Most of our respondents shied away from specific predictions, though some of their general remarks show considerable astuteness. Richard Brookhiser expected our allies to give us trouble (“the betrayals, cross-purposes, and fishing in troubled waters that everyone, except maybe Canada and Britain, will have in store for us”—he may have been too kind with his exceptions) and considerable domestic dissent to develop (“there will be many carpers, and some traitors”). Paul Berman endorsed the idea that the terrorists hate us because we’re free (“liberal values and practices arouse a wild fear in some people. . . . Our enemies fear and detest us precisely because we are an open society with individual rights”).

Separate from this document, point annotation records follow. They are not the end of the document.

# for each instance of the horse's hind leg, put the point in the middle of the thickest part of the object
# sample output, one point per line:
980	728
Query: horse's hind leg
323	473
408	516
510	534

John Lukacs predicted with approval that “sometime during the twenty-first century,” Americans would return to isolationism: “withdraw from the Middle East,” rely on domestic energy, take trains instead of planes, and “guard their frontiers seriously, instead of opening them indiscriminately.” Caspar Weinberger said that “we must first identify with all reasonable certainty the targets and networks and people responsible” and then ruthlessly destroy them, without being “misled or diverted by any talk of ‘exercising restraint’ or giving a ‘measured response.’”
Fredric Smoler, in an extended article, agreed on the need to be firm in our response, disdaining halfway measures and economic sanctions. He also wrote: “If we end by setting up a new regime anywhere, it is not likely to be nearly as successful, or as long-lived, as the postwar regimes of Germany, Japan, and Italy have been. This will be sad for its citizens but will not necessarily make the exercise worthless.” John Lehman, too, advocated toughness and cautioned that the Commander in Chief “cannot depend on the sprawling bureaucracy to produce the plans and operations to carry out this campaign.”
The most common theme among our panel of historians was that the American people are strong and determined because they are free. Frederick Allen and Joshua Zeitz developed this idea in separate articles, the former concentrating on our technological and economic resources and the latter on our time-honored civil liberties. Kevin Baker made similar points in a column that focused on New York City, while Nathan Ward recalled how the metropolis and the nation recovered after the vicious and deadly Wall Street terrorist bombing of 1920.
Almost all our commentators agreed that if America could stay determined, it would win the war. Perhaps that was true, or perhaps it had cause and effect reversed, and we’ll stay determined only if we seem to be winning. The answer is being decided right now in Iraq—a place to which none of our commentators imagined the war spreading when they gave us their first impressions six years ago.
—Frederic D. Schwarz is a senior editor of American Heritage magazine.